Fat loss is one of the most discussed topics in health and fitness, and one of the most distorted by marketing, fads, and oversimplified advice. Before you can make smart decisions about how to approach it, you need to understand the actual biology — not a slogan.

This article covers the fundamentals: what fat loss is, how it is driven, and why common framings around it often miss the point.

Energy Balance Is the Foundation

Fat loss, at its most fundamental level, is determined by energy balance — the relationship between calories consumed and calories expended. When the body takes in less energy than it uses over a sustained period, it draws on stored energy to meet the deficit. Stored body fat is one of those reserves.

This is not a controversial claim. It is a thermodynamic reality that no dietary approach, supplement, or hormone can override. The debates in nutrition — about carbs, insulin, meal timing, food quality — are almost entirely debates about what most effectively influences one side of this equation for most people, not about whether the equation applies.

Where Fat Actually Goes When You Lose It

Most people, when asked, would say fat is converted to energy or excreted. The actual answer is more specific: when fat (triglycerides) is metabolized for energy, it is broken down into carbon dioxide and water. The majority of fat mass leaves the body through the lungs as exhaled CO₂. The remainder exits through sweat, urine, and other fluids.

This has no practical implication for how you approach fat loss, but it corrects a widespread misconception that fat is "burned" in muscle or somehow directly converted to heat.

What the Body Draws On During a Deficit

When calories are restricted, the body does not exclusively draw on fat tissue. It draws on available fuel sources — including glycogen (stored carbohydrate), body fat, and, in certain conditions, muscle protein. The proportion depends on several factors:

Protein intake: Higher protein intake spares muscle tissue during a deficit by providing amino acids and signaling a preserved anabolic environment.

Resistance training: Continuing to train with weights while in a deficit signals the body to maintain muscle mass, directing more of the deficit toward fat tissue.

Deficit size: Aggressive calorie restriction accelerates the rate of muscle loss relative to fat loss. Moderate deficits — generally 300–500 calories below maintenance — tend to produce better body composition outcomes over time.

"Eat less, move more" is technically accurate but practically incomplete. How you structure the deficit — protein intake, training, deficit size, food quality — determines how much of what you lose comes from fat versus muscle.

Total Daily Energy Expenditure

The "calories out" side of the equation is not a fixed number. Total daily energy expenditure (TDEE) is made up of several components:

Basal metabolic rate (BMR): The energy used to sustain basic physiological functions at rest. This is the largest component — typically 60–70% of total expenditure for sedentary individuals.

Thermic effect of food (TEF): The energy cost of digesting, absorbing, and processing food. Protein has the highest TEF of any macronutrient.

Non-exercise activity thermogenesis (NEAT): All movement that is not formal exercise — walking, fidgeting, standing, daily tasks. This is highly variable between individuals and highly adaptive. NEAT decreases meaningfully during prolonged calorie restriction, which is one reason fat loss slows over time.

Exercise activity thermogenesis (EAT): Formal exercise. Often overestimated as a driver of fat loss. An hour of moderate exercise burns a fraction of what most people assume.
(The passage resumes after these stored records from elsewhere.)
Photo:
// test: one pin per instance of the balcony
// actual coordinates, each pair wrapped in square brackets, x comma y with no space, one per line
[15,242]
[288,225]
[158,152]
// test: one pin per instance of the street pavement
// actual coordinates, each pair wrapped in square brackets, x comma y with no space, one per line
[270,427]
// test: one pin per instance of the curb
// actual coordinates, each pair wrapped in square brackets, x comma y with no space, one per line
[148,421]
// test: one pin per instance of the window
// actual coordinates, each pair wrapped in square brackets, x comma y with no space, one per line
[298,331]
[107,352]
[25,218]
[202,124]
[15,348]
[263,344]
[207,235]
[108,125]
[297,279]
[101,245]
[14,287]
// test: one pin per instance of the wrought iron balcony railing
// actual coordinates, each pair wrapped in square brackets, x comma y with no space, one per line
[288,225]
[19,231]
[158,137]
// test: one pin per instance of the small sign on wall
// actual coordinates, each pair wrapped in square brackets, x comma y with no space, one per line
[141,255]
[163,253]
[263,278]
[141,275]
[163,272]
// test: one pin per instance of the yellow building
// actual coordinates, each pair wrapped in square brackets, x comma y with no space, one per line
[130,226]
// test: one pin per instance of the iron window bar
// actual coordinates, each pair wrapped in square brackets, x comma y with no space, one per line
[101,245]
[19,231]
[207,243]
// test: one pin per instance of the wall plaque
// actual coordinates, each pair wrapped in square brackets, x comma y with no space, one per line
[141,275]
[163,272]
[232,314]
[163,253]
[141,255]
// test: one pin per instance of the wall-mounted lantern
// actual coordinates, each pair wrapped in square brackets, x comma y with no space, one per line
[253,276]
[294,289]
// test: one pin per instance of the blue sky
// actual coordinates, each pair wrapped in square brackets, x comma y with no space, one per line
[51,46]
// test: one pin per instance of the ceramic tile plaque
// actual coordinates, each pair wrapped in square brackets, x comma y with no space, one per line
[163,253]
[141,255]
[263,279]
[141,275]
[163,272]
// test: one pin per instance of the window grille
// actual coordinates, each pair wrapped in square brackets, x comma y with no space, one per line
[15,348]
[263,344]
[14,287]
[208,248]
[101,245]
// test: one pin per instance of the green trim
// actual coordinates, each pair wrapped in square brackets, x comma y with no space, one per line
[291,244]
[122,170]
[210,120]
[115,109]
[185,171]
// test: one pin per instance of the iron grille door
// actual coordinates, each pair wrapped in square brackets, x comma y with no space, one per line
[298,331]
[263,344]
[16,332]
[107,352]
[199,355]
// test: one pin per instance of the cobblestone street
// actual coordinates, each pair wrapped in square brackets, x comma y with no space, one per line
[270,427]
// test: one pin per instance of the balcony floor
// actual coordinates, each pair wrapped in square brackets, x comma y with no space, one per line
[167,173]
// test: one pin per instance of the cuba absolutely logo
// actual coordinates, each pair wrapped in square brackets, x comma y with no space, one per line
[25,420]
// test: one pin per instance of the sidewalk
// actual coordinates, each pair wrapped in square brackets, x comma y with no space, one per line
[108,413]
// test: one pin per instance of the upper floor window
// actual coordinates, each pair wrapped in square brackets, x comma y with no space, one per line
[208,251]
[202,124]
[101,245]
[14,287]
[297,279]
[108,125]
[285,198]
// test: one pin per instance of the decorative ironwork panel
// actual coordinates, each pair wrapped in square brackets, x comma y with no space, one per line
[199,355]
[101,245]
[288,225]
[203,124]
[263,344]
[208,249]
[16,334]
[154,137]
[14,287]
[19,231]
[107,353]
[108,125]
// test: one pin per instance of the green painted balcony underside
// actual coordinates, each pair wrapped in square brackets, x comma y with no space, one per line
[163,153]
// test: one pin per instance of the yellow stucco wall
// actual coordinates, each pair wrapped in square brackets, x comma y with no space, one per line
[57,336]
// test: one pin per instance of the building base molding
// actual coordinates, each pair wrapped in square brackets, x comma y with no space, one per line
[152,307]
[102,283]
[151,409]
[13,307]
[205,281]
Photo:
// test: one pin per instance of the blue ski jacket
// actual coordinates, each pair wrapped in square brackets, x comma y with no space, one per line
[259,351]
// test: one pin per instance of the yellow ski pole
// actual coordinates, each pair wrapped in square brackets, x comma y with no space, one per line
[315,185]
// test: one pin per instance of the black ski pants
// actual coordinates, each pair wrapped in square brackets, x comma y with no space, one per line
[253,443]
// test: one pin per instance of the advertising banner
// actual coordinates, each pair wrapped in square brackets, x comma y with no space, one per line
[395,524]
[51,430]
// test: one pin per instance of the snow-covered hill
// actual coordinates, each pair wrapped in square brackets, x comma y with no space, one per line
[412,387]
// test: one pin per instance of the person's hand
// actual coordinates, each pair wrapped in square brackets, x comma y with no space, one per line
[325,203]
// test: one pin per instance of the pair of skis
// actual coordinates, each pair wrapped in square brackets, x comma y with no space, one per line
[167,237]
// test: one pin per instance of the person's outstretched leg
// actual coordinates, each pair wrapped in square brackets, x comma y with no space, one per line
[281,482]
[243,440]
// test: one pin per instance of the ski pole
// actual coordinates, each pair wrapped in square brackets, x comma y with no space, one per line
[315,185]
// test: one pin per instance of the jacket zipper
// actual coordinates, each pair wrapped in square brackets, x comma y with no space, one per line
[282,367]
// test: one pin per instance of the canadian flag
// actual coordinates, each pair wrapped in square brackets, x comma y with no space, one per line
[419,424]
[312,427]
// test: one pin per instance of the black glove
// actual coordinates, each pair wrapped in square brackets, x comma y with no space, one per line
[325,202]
Why Fat Loss Slows Over Time

Metabolic adaptation is real. As body weight decreases and calorie intake drops, the body makes adjustments that reduce TDEE — lowering BMR, reducing NEAT, and improving metabolic efficiency. This is a survival mechanism, not a malfunction. It is why the same calorie deficit that produced results in week two may produce little by week twelve.

Managing this requires periodically reassessing calorie targets as weight decreases, and using structured diet breaks or maintenance periods to partially restore metabolic rate.

Bottom Line

Fat loss requires a sustained calorie deficit. The quality of that fat loss — how much comes from fat versus muscle, how sustainable it is, and how well you feel during it — depends on how intelligently the deficit is structured. Protein intake, resistance training, and a moderate rather than aggressive deficit are the three variables that most determine whether fat loss is a positive experience or a damaging one.